The utility of this integrable form of Richards' equation depends on the system boundary conditions, which must remain tractable after transformation. Constant concentration boundary conditions are an approximation to shallow flood irrigation of agricultural land, and analytical solutions have only recently been obtained for such cases. The solutions take the form of a small-time series expansion. Each order of the expansion requires specification of two constants, which can be shown to be related to all lower-order constants by a complicated iterative relation involving sums over partitions of the natural numbers.

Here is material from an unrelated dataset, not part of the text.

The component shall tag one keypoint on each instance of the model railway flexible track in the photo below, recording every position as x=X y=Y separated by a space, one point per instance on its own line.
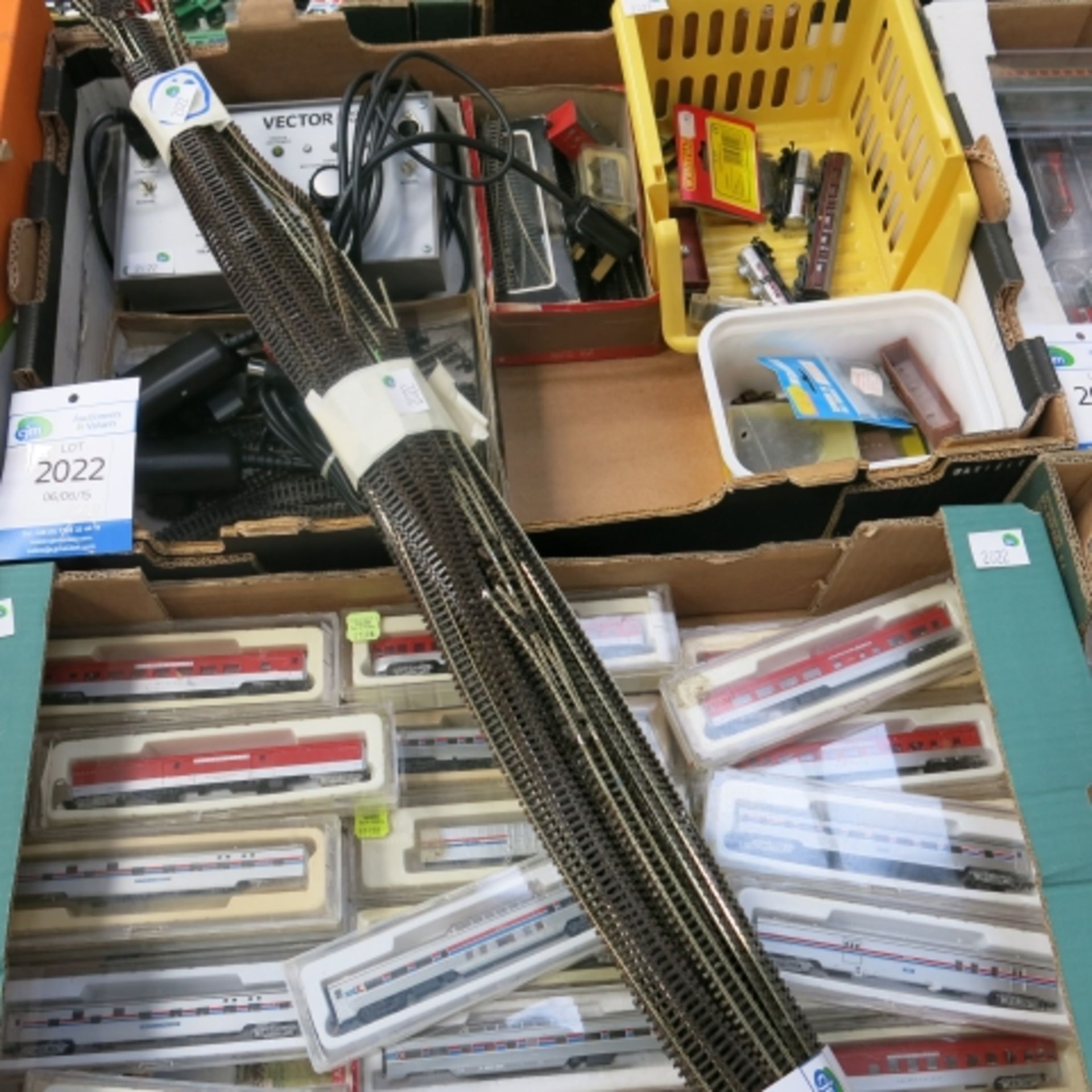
x=600 y=800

Efficient iterative algorithms have been developed for the symbolic or numerical calculation of successive constants.
The free parameters of this family of integrable soils admit a `nonlinear limit', resulting in a diffusivity that approaches a delta-function and extremely steep soil-moisture profiles. Soil moisture profiles of this type occur in the simple but very popular Green--Ampt infiltration model. Considering the delta-function diffusivity limit analytically using the integrable model has identified non-intuitive behaviour that was not understood using simpler analyses. In particular the Green--Ampt model for one-dimensional flow governed by Richards' equation has been identified as a fundamentally unphysical member of a larger class of delta-function diffusivity soils.